Eenmaal in het pokécenter en de pokéball van de Rhyhorn in handen van de zuster, zuchtte de blonde slungel opgelucht. Hij wisselde even een blik uit met zijn overige pokémon en legde zijn armen over elkaar heen. Aquarius wist waar hij aan dacht; hij vroeg zich af hoe de Rhyhorn daar gewond terecht was gekomen. Het nadenkende pruillipje op z’n gezicht zei al genoeg. “Squirtle, Squir,” sprak de blauwe schildpad tegen hem, waarmee ze succesvol zijn aandacht wist te trekken. Hij zuchtte. “Ja, je hebt gelijk. Piekeren heeft toch geen zin.” Alex baande zich een weg naar één van de vrije zitplaatsen op een bank in het pokécenter. Halverwege, echter, ving hij de helft van een gesprekje op. Wat hij hoorde, maakte hem ontzettend kwaad. De blonde knul was niet vaak kwaad te krijgen, behalve als het om gevoelige onderwerpen ging, en dit was er één van. “Ik heb die Rhyhorn mooi laten zien wie de baas is! Moet ‘ie maar niet daar staan. Heeft wel de helft van mijn team klein gekregen, maar...” Alex stopte meteen knarsetandend met luisteren. Bah, en dat noemde zich een trainer?
Sagittarius duwde zijn natte neus tegen zijn trainers hand aan en wenkte hem naar de bank toe. Hij luisterde naar zijn pokémon en ging zitten, waarop de Growlithe met zijn voorpoten op Alex’ schoot sprong en verontschuldigend naar hem keek. De jongeman lachte, hoewel ietwat geforceerd, en aaide Sagi toen over zijn kruin. Aquarius ging tegen zijn been aanzitten, geduldig wachtend tot één van de zusters met de Rhyhorn terug zou keren. Zo bleven ze dan ook een tijdje zitten, wachtend tot Alex wat was gekalmeerd en dat hun tijdelijke teamgenoot gezond en wel terugkwam.
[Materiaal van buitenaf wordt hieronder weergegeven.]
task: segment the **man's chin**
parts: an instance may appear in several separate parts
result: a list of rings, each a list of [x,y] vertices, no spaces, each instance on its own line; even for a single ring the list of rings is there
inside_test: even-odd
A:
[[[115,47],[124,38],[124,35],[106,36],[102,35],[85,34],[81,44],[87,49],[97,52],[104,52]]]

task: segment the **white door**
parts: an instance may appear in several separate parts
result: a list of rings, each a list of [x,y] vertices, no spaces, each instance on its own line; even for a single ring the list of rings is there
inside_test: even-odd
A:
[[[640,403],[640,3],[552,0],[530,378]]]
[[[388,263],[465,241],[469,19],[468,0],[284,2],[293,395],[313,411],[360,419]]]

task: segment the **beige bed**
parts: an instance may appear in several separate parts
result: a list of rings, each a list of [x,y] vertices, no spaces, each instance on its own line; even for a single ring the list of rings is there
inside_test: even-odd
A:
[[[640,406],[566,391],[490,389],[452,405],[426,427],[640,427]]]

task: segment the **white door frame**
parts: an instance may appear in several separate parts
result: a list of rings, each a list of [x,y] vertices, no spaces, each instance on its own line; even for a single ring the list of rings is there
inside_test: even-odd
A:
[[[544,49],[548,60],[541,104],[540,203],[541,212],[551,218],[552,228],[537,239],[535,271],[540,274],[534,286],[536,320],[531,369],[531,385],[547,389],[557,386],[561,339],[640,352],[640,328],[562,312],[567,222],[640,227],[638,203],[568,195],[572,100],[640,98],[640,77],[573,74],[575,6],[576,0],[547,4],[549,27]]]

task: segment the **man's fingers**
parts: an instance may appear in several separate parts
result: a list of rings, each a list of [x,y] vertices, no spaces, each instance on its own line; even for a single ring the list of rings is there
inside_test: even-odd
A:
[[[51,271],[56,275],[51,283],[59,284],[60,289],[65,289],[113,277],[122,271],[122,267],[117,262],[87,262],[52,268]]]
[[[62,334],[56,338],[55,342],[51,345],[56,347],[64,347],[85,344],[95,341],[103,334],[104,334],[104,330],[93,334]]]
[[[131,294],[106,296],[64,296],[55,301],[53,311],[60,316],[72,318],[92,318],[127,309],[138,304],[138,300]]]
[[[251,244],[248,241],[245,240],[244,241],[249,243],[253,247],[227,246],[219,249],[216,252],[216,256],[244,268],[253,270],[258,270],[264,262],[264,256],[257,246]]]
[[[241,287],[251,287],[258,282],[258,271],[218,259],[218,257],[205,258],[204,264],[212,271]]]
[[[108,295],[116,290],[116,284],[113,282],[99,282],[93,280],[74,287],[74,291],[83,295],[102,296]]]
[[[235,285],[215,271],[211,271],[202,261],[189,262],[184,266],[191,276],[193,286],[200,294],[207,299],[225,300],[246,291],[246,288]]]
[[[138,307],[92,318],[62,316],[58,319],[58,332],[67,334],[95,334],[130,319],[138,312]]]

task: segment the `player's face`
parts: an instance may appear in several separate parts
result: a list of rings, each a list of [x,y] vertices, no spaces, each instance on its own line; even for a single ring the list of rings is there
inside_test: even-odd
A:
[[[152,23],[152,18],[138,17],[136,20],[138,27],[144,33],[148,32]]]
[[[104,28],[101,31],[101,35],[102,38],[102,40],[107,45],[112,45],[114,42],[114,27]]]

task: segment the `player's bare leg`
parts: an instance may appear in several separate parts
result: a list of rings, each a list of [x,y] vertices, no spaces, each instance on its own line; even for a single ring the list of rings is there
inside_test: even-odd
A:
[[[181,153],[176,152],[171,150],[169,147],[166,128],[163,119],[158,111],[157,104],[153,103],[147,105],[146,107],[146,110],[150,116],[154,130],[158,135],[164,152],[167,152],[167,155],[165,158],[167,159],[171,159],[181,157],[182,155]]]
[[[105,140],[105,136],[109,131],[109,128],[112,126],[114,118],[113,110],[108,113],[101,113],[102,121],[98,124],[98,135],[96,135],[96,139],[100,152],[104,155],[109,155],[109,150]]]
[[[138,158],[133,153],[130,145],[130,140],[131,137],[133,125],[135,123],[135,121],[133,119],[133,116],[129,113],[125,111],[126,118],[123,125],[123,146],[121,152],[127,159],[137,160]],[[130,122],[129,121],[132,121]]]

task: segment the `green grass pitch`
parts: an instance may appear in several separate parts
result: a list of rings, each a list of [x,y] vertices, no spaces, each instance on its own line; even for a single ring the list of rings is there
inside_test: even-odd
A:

De jongen bedankte de zuster toen hem de pokéball werd overhandigd en liep rustig naar buiten, de schuifdeuren uit. Aquarius en Sagittarius zaten hem op de hielen. Toen hij buiten stond, pakte hij de Rhyhorn zijn pokéball tevoorschijn en liet het wezen vlak voor hen verschijnen. In de tijd dat Alex op zijn terugkeer had zitten wachten, had hij een aantal dingen overwogen. Zonder enige waarschuwing knielde hij voor de pokémon neer en streek zachtjes over de neus van het beest heen. “Je bent verbazingwekkend vriendelijk voor een pokémon die botweg mishandeld is geworden,” merkte de blonde knul op. De Rhyhorn reageerde niet en sloot gewoon zijn ogen, genietend van de aandacht die hij kreeg. Alex glimlachte. “Heb je zin om met ons mee te gaan?” vroeg hij. “Dan zal geen enkele laffe trainer je meer aanvallen. Je hoeft ook niet te vechten als je dat niet wilt. Ik ben zelf ook niet zo’n vechter.” Hij moest zich er even van weerhouden om niet te lachen. Rhyhorn stonden namelijk bekend om hun agressieve temperament, maar deze was alles behalve dat. Althans niet tegenover Alex. Misschien omdat ze ergens wel hetzelfde waren. Hij had het namelijk ook niet al te makkelijk gehad voor hij was vertrokken uit Sinnoh.
“Dus, wat zeg je?” vroeg hij opnieuw. Hij stopte met aaien en wachtte geduldig tot de pokémon zijn ogen weer had geopend. De Rhyhorn scheen na te denken over het aanbod – en lang ook, maar dat begreep Alex wel. Zo’n beslissing was niet niks en hij wilde het wezen niet dwingen. Als hij niet mee wilde, dan liet de trainer hem gewoon gaan. Zo simpel was het. De neushoorn scheen het echter wel een interessant idee te vinden om met hem, Aquarius en Sagittarius mee te gaan. Eén knik van de Rhyhorn was meer dan genoeg bevestiging voor het drietal. De Squirtle keek hem trots aan, alsof hij een zoon was die zojuist had verteld dat hij één van de meest succesvolle banen ter wereld had gekregen. Sagittarius hupte vrolijk heen en weer en kefte enthousiast. Alex glimlachte alleen maar, hoewel zijn blik al snel veranderde in een bedenkelijke frons. “Hmm,” begon hij, zijn hand verplaatsend naar zijn kin, waarbij hij zijn wijsvinger tegen zijn lippen duwde. “Een passende naam...” Bij zijn ontmoeting met Cad had hij al bekend dat zijn thema de sterrenbeelden was geworden. Welk sterrenbeeld paste er het best bij een Rhyhorn en complimenteerde zijn karakter? “Wat dacht je van Taurus?” Dat scheen een goed antwoord te zijn.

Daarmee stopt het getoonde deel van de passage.